2) Read the Blurbs (also known as Spot the Lesbian). Probably the number-one way publishers signal lesbian and bisexual content is by getting out authors to provide a brief promotional paragraph, or blurb, for the back cover or jacket. Dorothy Allison, Sarah Waters, Ali Smith and Octavia Butler may all be tip-offs; so are comparisons of the author to writers like these.

Extra points if the blurb references a book or film with lots of queer content, as in “Jewelle Gomez, author of The Gilda Stories,” or “Passing for Black is Kissing Jessica Stein meets Good Hair.”

3) Use Word of Mouth. Good books are like good friends you can return to, but good friends can lead you to good books. Talk to your bookworm friends or join a like-minded book club, and above all, return the favor by passing on your own recommendations.

4) Know Your Authors. If you’ve read Canadian poet and novelist Helen Humphreys’ Afterimage, which treats the attraction between a pioneering female photographer and her housemaid and muse, the sexual tension between women in her other novels won’t surprise you.
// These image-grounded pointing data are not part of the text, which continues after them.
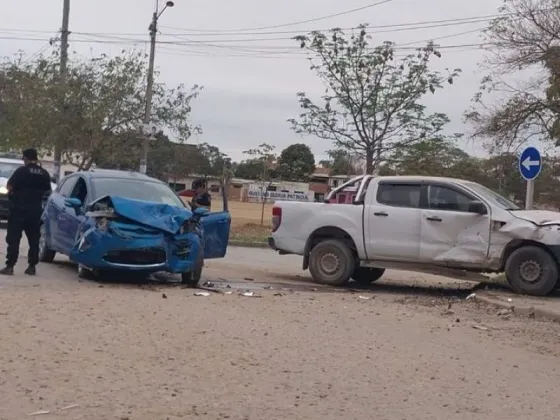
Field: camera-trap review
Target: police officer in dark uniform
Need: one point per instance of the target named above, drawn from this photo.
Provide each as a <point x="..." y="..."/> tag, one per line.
<point x="27" y="187"/>
<point x="201" y="197"/>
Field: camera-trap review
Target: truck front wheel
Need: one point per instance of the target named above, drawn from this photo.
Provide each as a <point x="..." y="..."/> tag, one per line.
<point x="331" y="262"/>
<point x="367" y="275"/>
<point x="531" y="270"/>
One of the best ways to find queer content is to follow the careers of authors, out or otherwise, who reguarly write it. The American flap copy for Sarah Waters’ most recent book, The Night Watch, doesn’t mention that three of her four main characters are queer, but anyone who’s read her previous books could bet on it.

5) Crack the Code. Like the famous “hanky code” used by gay and bisexual men in the pre-Stonewall era, covered literature has its own set of private signals. Look for code phrases like “bold eroticism and unflinching honesty” (Pearl Luke’s Burning Ground), “explosive new passion” (Passing for Black), or “shocking” (all the rest). Does the jacket avoid using pronouns to describe lovers? You’ve got a fifty-fifty chance they’re a same-sex couple.

The flap copy on The Night Watch, for instance, describes that book as “a novel of relationships” filled with “sexual adventure.” (“Sexual adventure” is a triple-bonus code word. It’s like the bat signal for bisexual women and lesbians.)

6) Keep Your Eyes on the Prize. You can’t tell from the flap copy of Nalo Hopkinson’s The Salt Roads that its main characters include two slave women in love on an 18th-century Haitian plantation and a bisexual black courtesan in 19th-century Paris. Hopkinson’s previous works (with the exception of one very sexy short story) are pretty straight. But when a book wins the Gaylactic Spectrum Award for Best Novel, it’s a big fat clue.

The Lamdba Literary Award is the best-known queer literary prize, but the Stonewall Book Award, the Golden Crown Award and the Gaylactic Spectrum Award (for the best LGBT representation in sci-fi, fantasy or horror) also bring queer books to wider attention. The James Tiptree, Jr. Award (for the best work of speculative fiction that expands or explores ideas of gender) often goes to books with lesbian (Ammonite), bisexual (Daughters of the North) or transgender (China Mountain Zhang) protagonists and significant queer content.

Note that if the prize is too obviously queer (as with Hopkinson’s), the book’s cover and other marketing may not mention it. Daughters of the North’s cover mentions the mainstream John Rhys Llewellyn Prize, but not the Tiptree. It’s more reliable to check the prize websites directly for both winners and runners-up.

Tiptree Award winners

7) Analyze the Author. The skills we use to find allies in daily life also work on authors. Does the author description refer openly to a same-sex partner? Does the book’s dedication seem Sapphic? Or do the author’s previous works include titles like Passions Between Women and the Mammoth Book of Lesbian Short Stories? Hmm …

8) Look for all-female settings. While in real life, lesbians and bisexual women are everywhere, on the shelves they tend to congregate in brothels, prisons, convents, boarding schools and women’s colleges. The nameless narrator of Daughters of the North joins a rural feminist co-op; The Painter From Shanghai’s Pan Yuliang has an affair with a fellow prostitute; Gail Tsukiyama’s Women of the Silk includes a relationship between two women in an all-female silk factory.

9) Crack the Spine. When all else fails, open the book and see what you find, and whether it’s enough to make you want to keep reading.